The reform stems from the outcome of a recent successful judicial review taken by the Northern Ireland Human Rights Commission
with supporting evidence provided by NIACRO
, two NGOs that have long campaigned for reform to rehabilitation periods for the disclosure of convictions. In Re application by JR123  NIQB 97
, 1 November 2021, the High Court in Belfast considered the challenge from an applicant convicted of arson and other offences and sentenced to five years in prison in 1980 after becoming involved in a gang. Under the Rehabilitation of Offenders (Northern Ireland) Order 1978 SI No 1908 (NI 27), any sentence of imprisonment of over 30 months can never be spent and is subject to lifelong disclosure. Despite a clean record of 40 years, the conviction continued to dog the applicant, who struggled to find work again and as a result became self-employed, yet still found it hard to obtain insurance.

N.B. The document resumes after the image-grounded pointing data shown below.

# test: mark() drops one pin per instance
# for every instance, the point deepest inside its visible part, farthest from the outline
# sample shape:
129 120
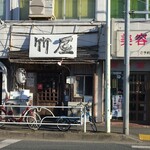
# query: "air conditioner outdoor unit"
41 8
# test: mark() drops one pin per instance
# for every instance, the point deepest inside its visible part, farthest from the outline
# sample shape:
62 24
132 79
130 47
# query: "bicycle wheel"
92 123
63 124
33 120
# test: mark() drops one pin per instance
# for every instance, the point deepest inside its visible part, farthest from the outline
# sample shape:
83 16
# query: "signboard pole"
107 70
126 69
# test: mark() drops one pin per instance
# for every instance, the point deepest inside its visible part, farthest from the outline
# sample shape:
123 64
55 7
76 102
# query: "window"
74 9
83 86
2 6
118 8
24 9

The challenge was based on the failure to provide any prospect of the conviction becoming spent being contrary to the right to private life under article 8 of the European Convention on Human Rights
Giving judgment, Colton J recognised both the public interest in providing the opportunity for rehabilitation and the need to ensure those convicted of serious offences serve an appropriate punishment and to protect the public from harm after a sentence is served. Having held that article 8 was engaged and being interfered with, the issue turned on whether the means applied were proportionate. In considering the balance to be struck, the judgment noted the circumstances in which disclosure continues to be required are extensive and are not confined to employment, but extend to travel, insurance, accommodation and other applications.
In reaching the decision, the judge distinguished the circumstances from those in Re application by Gallagher for judicial review (Northern Ireland) and other appeals  UKSC 3
; April 2019 Legal Action
251See also April 2019 Legal Action 9.
and Lord Sumption’s analysis, which dismissed a challenge to broadly equivalent legislation in England and Wales and to criminal record checks. As a result, a declaration was made under the Human Rights Act 1998 (HRA) that provision in Rehabilitation of Offenders (NI) Order article 6(1) that sentences of over 30 months can never be spent was incompatible with ECHR article 8.

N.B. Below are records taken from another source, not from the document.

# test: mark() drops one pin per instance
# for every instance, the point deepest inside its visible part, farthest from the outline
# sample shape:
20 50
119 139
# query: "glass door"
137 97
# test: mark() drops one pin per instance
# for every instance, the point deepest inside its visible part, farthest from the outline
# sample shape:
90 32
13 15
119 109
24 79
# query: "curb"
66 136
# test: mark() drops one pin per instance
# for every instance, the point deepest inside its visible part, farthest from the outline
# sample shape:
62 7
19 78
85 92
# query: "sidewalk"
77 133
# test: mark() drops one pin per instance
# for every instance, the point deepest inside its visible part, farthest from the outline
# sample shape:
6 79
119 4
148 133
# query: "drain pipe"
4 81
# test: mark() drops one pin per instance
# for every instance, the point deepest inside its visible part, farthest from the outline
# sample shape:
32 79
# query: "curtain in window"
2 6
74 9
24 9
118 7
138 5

The case had prompted the Department of Justice (NI) (DoJ (NI)) to issue a consultation document on reform prior to judgment being given.2Rehabilitation of offenders: a consultation on proposals to reform rehabilitation periods in Northern Ireland, DoJ(NI), 8 January 2021; closed 5 March 2021.
As the Northern Ireland Assembly’s mandate came to an end before elections in May 2022, the DoJ (NI) published the Rehabilitation of Offenders (Amendment) Order (NI) 2022. The amendment would have increased the period of imprisonment where convictions are automatically never spent from 30 months to 10 years. Disclosure periods for sentences of between four and 10 years, one and four years and under a year would also have been substantially reduced. A similar approach would have been taken to disclosure of fines and offences committed by those aged under 18.
Unfortunately, the amendment was withdrawn as it had not updated rehabilitation periods for military service disciplinary convictions under the 1978 Order. Nonetheless, a revised amendment is expected to be brought forward to the new Assembly with the changes hopefully applying from early autumn 2022.
In England and Wales, and in Scotland, there have been earlier reforms to reduce rehabilitation periods. Most recently, in September 2020, the Ministry of Justice issued a white paper, A smarter approach to sentencing
(CP 292), proposing a rehabilitative period of the length of the sentence plus seven years for those sentenced to more than four years in England and Wales.
This proposal and other reductions are now contained in the Police, Crime, Sentencing and Courts Bill
(clause 191(6)), which is in its final stages in parliament. There is a sting in the tail, though, in that exemptions apply to those convicted of serious sexual, violent or terrorist offences (clause 191(3)) – the crimes covered are so widely drawn in the bill that the exemptions will capture very large numbers in their net.
With storm clouds approaching strategic litigation on so many fronts, JR123 and its aftermath comprise a timely reminder of the value that a judicial review and the HRA can have as catalysts for legislative reform.